Qui était Redouane Lakdim, le terroriste présumé des attaques dans l’Aude ?

L’homme de 26 ans, connu des services de police pour trafic de stupéfiants, était un «petit dealer», selon le ministre de l’Intérieur, Gérard Collomb. L’auteur présumé des attaques qui ont coûté la vie à trois personnes avait un temps été surveillé pour radicalisation.
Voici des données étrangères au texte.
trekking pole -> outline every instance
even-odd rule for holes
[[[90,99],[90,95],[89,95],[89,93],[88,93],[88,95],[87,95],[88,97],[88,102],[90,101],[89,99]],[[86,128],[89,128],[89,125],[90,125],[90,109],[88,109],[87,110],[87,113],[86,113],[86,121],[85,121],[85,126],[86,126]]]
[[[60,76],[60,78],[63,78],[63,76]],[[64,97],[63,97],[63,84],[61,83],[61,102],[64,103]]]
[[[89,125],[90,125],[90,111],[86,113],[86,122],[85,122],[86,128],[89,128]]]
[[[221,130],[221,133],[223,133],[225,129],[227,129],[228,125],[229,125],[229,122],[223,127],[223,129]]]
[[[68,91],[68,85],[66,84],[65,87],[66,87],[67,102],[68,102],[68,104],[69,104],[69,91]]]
Le ministre de l’Intérieur a révélé le nom de l’auteur présumé des attaques terroristes de Trèbes et Carcassonne au cours desquelles trois personnes ont été tuées et cinq autres blessées ce vendredi. Il s’agit de Redouane Lakdim, un délinquant de 26 ans, déjà connu des services de police pour des faits de trafic de stupéfiants. Il a été tué lors d’un assaut mené par les gendarmes du GIGN.

Après avoir grièvement blessé par balles le conducteur d’une voiture et tué son passager, avant de s’emparer du véhicule, à Carcassonne, Redouane Lakdim a ouvert le feu sur des CRS qui effectuaient un jogging, blessant grièvement l’un d’eux, avant de pénétrer dans un supermarché à Trèbes où il a tué deux personnes et pris des otages.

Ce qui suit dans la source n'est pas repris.